Passer ses nerfs en disant des gros mots soulage la douleur. En effet, le langage châtié lorsque l’on ressent une douleur ne serait pas le fruit d’une vulgarité gratuite et mal placée, selon la science. Des chercheurs anglais, dont l’étude a été publiée dans la revue Frontiers of Psychology, ont découvert quelque chose qui n’est finalement pas si étonnant : les insultes qu’il arrive de proférer lorsque l’on se fait mal, permettent en fait de mieux supporter la douleur.

Insultes en réponse à la douleur : la faute à l’antidouleur naturel !

Vous marchez sur un Lego, vous tapez votre doigt de pied contre un coin de meuble, vous vous cognez la tête en entrant dans votre voiture… Quel que soit le cas de figure pris en exemple, la première réaction sera certainement souvent la même : une injure pourrait rapidement fuser. Comment cela se fait-il ? Pour comprendre, il est important de revenir sur le mécanisme qu’engage le corps pour faire face à la douleur.

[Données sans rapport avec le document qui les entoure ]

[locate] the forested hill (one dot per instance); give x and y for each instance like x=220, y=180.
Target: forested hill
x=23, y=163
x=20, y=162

Lorsque le cerveau reçoit le signal des capteurs enregistrant un choc, qui traduit le message perçu comme étant la « douleur » que l’on connaît, tout l’organisme mobilise ce qu’il faut pour réagir et va, par la même occasion, libérer l’hormone qui constitue l’antidouleur naturel nommé cortisol. Ce dernier va alors activer la vitesse supérieure dans le cerveau, permettant alors de réagir bien plus vite pour se protéger du danger potentiel à l’origine de la douleur. Par exemple, c’est justement grâce au cortisol que vous êtes capable de retirer en quelques microsecondes votre main de la poêle brûlante après l’avoir rapidement touchée.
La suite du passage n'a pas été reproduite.